Aereo Oral Argument: But What About the Cloud?

Cross-posted on the Copyhype blog.

The cloud took center stage at the oral argument in the Aereo appeal before the Supreme Court this past Tuesday. Several justices expressed concern over how Aereo’s service can be distinguished from a cloud storage service. As they had argued in their reply brief, the petitioners, represented by Paul D. Clement, note that there’s a difference between a service that allows its users to store and access the content they already possess and a service that supplies the content to its users in the first instance. Clement argues that this distinction flows from the “to the public” language of the Transmit Clause:

Here, I think the ultimate statutory text that allows you to differentiate a cloud locker storage from something like what Aereo does is a language to the public. And I do think that in all sorts of places, including the real world, there’s a fundamental difference between a service that allows – that provides new content to all sorts of end-users, essentially any paying stranger, and a service that provides a locker, a storage service.

And I think if you want a real world analogy off of the Internet, I think it’s the basic decision – the difference between a car dealer and a valet parking service. I mean, if you look at it from 30,000 feet, you might think, hey, both of these things provide cars to the public. But if you looked at it more closely, you’d understand, well, if I show up at the car dealership without a car, I’m going to be able to get a car. If I show up at the valet parking service and I don’t own a car, it’s not going to end well for me. . . .

I think there is a very real way in which you would say, you know, at the end of the day, the car dealer’s providing cars to the public, the valet parking service is not. It’s providing a parking service.

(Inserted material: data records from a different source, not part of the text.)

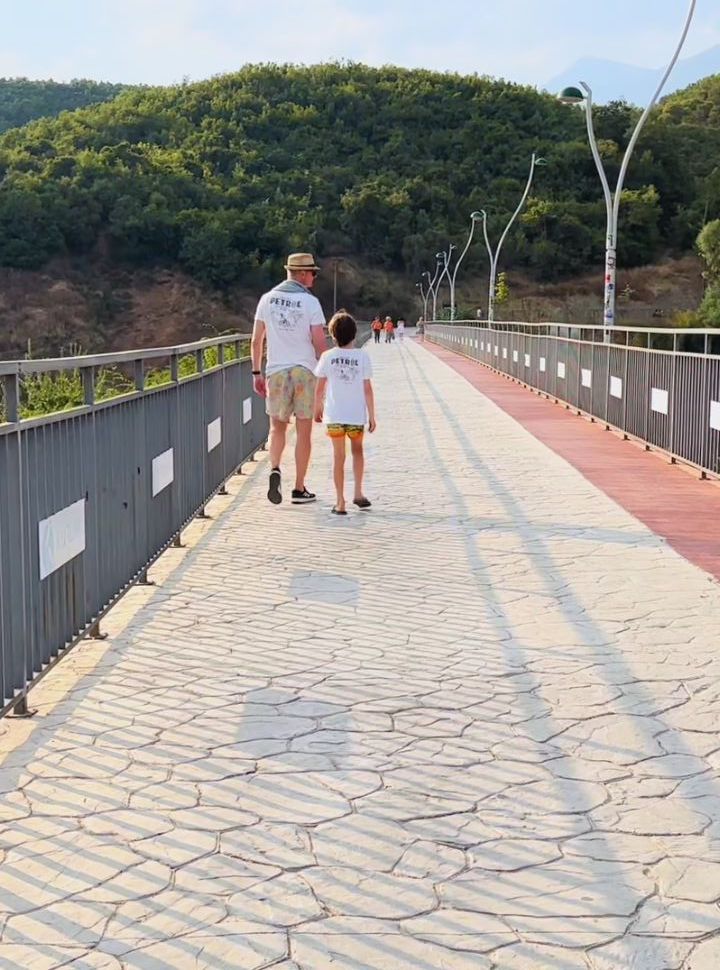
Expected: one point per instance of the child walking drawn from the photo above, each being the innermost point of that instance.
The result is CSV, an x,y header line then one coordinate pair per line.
x,y
345,374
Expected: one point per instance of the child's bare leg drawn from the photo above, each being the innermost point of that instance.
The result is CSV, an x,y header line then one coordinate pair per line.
x,y
358,464
339,472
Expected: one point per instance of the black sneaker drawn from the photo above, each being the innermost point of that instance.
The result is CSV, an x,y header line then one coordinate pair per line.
x,y
275,488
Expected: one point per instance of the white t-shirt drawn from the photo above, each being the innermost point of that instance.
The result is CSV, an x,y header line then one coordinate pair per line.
x,y
346,370
288,312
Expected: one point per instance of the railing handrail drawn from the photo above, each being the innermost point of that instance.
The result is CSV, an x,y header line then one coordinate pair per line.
x,y
46,364
669,331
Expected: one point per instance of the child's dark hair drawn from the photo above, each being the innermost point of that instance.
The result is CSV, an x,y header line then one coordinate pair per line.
x,y
343,328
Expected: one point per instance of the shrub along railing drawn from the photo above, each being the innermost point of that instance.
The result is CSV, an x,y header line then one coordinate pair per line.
x,y
92,494
661,387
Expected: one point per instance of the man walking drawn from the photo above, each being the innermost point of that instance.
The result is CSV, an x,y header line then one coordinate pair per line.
x,y
291,319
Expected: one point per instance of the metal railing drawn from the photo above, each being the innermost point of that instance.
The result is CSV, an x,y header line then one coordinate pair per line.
x,y
661,387
91,496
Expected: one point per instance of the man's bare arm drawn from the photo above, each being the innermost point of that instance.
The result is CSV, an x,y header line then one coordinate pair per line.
x,y
317,335
257,346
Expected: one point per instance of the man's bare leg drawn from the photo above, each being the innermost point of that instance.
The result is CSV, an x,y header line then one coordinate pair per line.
x,y
278,436
303,448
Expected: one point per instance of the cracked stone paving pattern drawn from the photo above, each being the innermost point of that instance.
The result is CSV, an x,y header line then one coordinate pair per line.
x,y
476,728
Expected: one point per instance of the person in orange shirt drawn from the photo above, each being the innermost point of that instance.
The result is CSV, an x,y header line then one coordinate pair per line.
x,y
377,329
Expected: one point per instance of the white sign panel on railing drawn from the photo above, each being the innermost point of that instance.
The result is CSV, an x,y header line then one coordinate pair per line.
x,y
61,537
163,471
715,415
659,400
214,434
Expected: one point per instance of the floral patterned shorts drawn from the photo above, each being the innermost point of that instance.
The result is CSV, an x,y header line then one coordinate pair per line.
x,y
340,430
291,392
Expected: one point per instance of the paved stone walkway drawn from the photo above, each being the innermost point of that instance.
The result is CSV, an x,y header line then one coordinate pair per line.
x,y
476,728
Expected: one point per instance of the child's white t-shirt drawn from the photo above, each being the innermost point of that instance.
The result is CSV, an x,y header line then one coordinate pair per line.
x,y
345,370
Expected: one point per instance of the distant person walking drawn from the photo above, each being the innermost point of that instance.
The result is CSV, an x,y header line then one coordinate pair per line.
x,y
345,374
292,322
376,329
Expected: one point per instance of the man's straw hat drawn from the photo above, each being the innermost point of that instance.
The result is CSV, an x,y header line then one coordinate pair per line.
x,y
300,261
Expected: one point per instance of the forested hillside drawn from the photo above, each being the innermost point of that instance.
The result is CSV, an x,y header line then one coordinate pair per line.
x,y
221,178
22,101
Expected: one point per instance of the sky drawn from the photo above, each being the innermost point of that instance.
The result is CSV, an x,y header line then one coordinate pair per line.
x,y
165,41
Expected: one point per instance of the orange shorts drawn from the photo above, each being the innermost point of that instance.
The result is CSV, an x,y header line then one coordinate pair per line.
x,y
340,430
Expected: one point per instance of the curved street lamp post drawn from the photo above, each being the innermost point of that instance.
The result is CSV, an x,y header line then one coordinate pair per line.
x,y
475,217
434,285
494,257
612,200
445,258
424,297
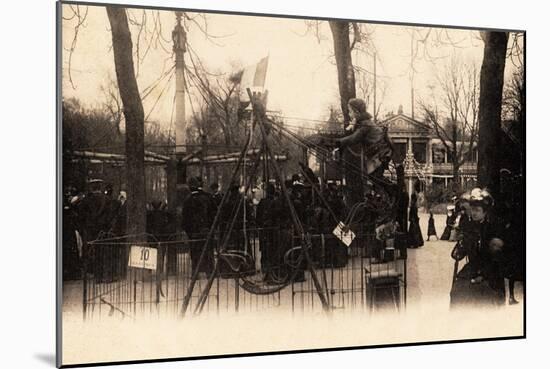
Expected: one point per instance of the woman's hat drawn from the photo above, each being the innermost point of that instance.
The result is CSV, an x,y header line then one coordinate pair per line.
x,y
481,197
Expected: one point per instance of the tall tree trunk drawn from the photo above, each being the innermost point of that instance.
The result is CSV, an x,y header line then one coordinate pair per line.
x,y
346,86
344,66
133,112
490,106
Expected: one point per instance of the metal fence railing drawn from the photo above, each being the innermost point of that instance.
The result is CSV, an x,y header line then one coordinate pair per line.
x,y
259,270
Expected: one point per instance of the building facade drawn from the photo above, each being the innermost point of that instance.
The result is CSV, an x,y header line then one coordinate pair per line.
x,y
423,154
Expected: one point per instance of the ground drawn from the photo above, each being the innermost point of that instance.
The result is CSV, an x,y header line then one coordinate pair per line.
x,y
429,277
263,324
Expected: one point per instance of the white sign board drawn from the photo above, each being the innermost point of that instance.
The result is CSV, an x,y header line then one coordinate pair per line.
x,y
143,257
345,235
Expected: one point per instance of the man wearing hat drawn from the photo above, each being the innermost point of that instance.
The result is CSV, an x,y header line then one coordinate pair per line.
x,y
366,138
481,280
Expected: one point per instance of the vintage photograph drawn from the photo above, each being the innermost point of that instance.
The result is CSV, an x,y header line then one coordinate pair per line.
x,y
240,184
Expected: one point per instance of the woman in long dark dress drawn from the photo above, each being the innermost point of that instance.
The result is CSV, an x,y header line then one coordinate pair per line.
x,y
449,223
415,234
431,227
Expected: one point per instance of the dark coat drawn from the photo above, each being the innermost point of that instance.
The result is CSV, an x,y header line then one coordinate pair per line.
x,y
431,227
198,212
481,263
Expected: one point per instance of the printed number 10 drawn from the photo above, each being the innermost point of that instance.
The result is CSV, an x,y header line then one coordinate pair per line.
x,y
144,254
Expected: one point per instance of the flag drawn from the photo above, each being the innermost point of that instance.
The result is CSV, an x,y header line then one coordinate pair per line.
x,y
254,77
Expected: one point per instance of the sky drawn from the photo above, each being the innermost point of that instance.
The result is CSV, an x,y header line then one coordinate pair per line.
x,y
301,76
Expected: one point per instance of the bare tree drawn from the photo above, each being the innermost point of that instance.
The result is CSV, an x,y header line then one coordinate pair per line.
x,y
346,73
134,116
454,115
490,108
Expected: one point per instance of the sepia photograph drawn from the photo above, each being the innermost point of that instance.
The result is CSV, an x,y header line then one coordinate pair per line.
x,y
238,184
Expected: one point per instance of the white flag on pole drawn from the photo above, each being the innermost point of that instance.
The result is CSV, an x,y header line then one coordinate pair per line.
x,y
254,78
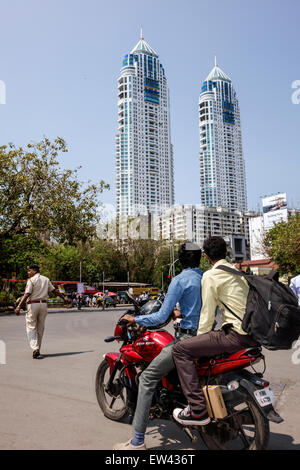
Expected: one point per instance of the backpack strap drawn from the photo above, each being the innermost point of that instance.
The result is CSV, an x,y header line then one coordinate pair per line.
x,y
232,271
238,273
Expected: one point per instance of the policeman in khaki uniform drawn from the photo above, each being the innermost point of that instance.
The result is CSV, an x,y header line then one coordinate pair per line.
x,y
37,289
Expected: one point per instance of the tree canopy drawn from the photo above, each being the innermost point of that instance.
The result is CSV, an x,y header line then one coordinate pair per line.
x,y
39,198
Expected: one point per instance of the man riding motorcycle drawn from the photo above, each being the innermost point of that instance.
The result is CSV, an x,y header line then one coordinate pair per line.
x,y
219,290
184,289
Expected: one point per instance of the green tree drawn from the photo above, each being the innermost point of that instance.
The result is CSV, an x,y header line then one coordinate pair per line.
x,y
39,198
282,243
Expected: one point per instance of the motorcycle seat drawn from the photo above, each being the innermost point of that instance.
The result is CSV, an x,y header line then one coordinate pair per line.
x,y
251,352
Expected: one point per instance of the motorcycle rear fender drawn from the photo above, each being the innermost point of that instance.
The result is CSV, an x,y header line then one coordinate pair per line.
x,y
267,411
112,358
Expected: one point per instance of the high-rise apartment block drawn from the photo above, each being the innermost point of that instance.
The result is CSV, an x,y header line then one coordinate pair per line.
x,y
222,168
144,153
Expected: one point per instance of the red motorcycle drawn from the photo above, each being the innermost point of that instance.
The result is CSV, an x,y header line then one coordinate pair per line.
x,y
246,393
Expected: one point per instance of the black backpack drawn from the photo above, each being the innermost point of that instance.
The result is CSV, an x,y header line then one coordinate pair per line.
x,y
272,314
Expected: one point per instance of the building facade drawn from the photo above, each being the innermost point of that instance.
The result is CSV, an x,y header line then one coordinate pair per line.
x,y
144,153
222,168
196,223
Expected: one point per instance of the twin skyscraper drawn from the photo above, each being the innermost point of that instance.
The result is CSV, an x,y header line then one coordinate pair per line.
x,y
144,152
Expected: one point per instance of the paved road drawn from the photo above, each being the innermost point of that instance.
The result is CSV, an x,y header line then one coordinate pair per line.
x,y
50,403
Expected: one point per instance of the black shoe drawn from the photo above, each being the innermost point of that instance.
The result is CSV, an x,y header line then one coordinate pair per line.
x,y
186,417
36,354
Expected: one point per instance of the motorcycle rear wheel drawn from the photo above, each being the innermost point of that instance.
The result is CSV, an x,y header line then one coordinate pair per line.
x,y
113,404
252,430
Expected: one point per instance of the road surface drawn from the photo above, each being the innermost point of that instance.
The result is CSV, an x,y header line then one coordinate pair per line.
x,y
50,403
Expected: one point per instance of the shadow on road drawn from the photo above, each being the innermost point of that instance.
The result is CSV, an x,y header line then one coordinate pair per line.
x,y
43,356
282,442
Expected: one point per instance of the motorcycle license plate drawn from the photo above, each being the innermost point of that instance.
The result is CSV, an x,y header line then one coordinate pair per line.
x,y
264,397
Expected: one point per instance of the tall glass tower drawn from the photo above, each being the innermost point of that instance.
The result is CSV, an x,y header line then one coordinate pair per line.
x,y
144,153
222,167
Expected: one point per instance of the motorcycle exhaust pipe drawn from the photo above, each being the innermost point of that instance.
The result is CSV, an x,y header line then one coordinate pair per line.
x,y
191,435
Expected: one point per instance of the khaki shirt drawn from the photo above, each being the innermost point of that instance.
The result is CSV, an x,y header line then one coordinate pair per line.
x,y
217,287
38,287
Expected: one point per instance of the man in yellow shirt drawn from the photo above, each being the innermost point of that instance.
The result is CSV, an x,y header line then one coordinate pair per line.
x,y
229,293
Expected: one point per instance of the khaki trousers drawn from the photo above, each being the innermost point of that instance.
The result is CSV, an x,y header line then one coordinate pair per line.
x,y
35,323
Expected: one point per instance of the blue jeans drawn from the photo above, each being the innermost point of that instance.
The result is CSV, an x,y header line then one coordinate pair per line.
x,y
157,369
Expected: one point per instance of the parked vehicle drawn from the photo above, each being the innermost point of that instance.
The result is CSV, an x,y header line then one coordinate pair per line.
x,y
246,393
109,302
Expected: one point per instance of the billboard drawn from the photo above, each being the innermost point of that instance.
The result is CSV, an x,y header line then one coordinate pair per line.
x,y
274,210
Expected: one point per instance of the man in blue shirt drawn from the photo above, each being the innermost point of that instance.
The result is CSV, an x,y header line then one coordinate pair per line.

Clement’s “real world analogy” looks at the difference between a car dealer and a valet service. He argues that Aereo is like a car dealer because people go there to obtain a car in the first instance. It’s not like a valet service, where you can only get back the car you dropped off. What makes Aereo different than a cloud storage service like Dropbox is that Aereo supplies the content to its users in the first instance. You don’t go to Aereo to park the car you already own; you go to Aereo to buy the car.

Clement argues that whether a transmission is “to the public” turns on who supplies the content:

If all they can do is, just like the valet car parking service, is get back what they put up there, I think you could easily say that that is not to the public. And that is not just me coming up with a clever distinction. That’s the distinction that’s really been drawn in the real world, because not all cloud computing is created equal, and there are some cloud computing services that use cloud computing technology to get new content to people that don’t have it, and they get licenses. And there is other cloud computing that just has locker services and they don’t think they need a license . . . .

This tracks my own argument, and I think it’s a reasonable line to draw—one that has indeed “really been drawn in the real world.” As I mentioned in my last post, the norm is that a service that supplies the content to members of the public in the first instance—whether by public distribution as with iTunes, by public performance as with Spotify, or by public display as with Westlaw—obtains a license to supply this content. The reason the service needs this license is because the content it supplies is being transferred “to the public” in the first instance, thus making it the quintessential public distribution, performance, or display.

These three exclusive rights (public distribution, performance, and display) are all related in that they make directly liable anyone who supplies the content “to the public” in the first instance. All three rights involve transferring the content from the transferor to the transferee where the relationship between the two is a public one. At the end of the transfer, the transferee obtains the content in the first instance, that is, the content in which the transferee has no prior possessory interest. Without a license (or some other defense), the transferor has violated one or more of the copyright owner’s three exclusive rights to supply the content “to the public” in the first instance.

And this is the difference Clement is talking about. A cloud storage service does not supply the content “to the public” in the first instance. Members of the public use a cloud storage service to store and access the content they already have a possessory interest in. It’s the difference between a library, which publicly distributes a book that it lends out, and a safety deposit box, where I can store a book that I already possess for safekeeping. If I later go to the bank to retrieve the book from my safety deposit box, the bank is not publicly distributing the book. The bank instead is my bailee, and I am merely retrieving my property as a bailor. The relationship, in other words, is one of bailment.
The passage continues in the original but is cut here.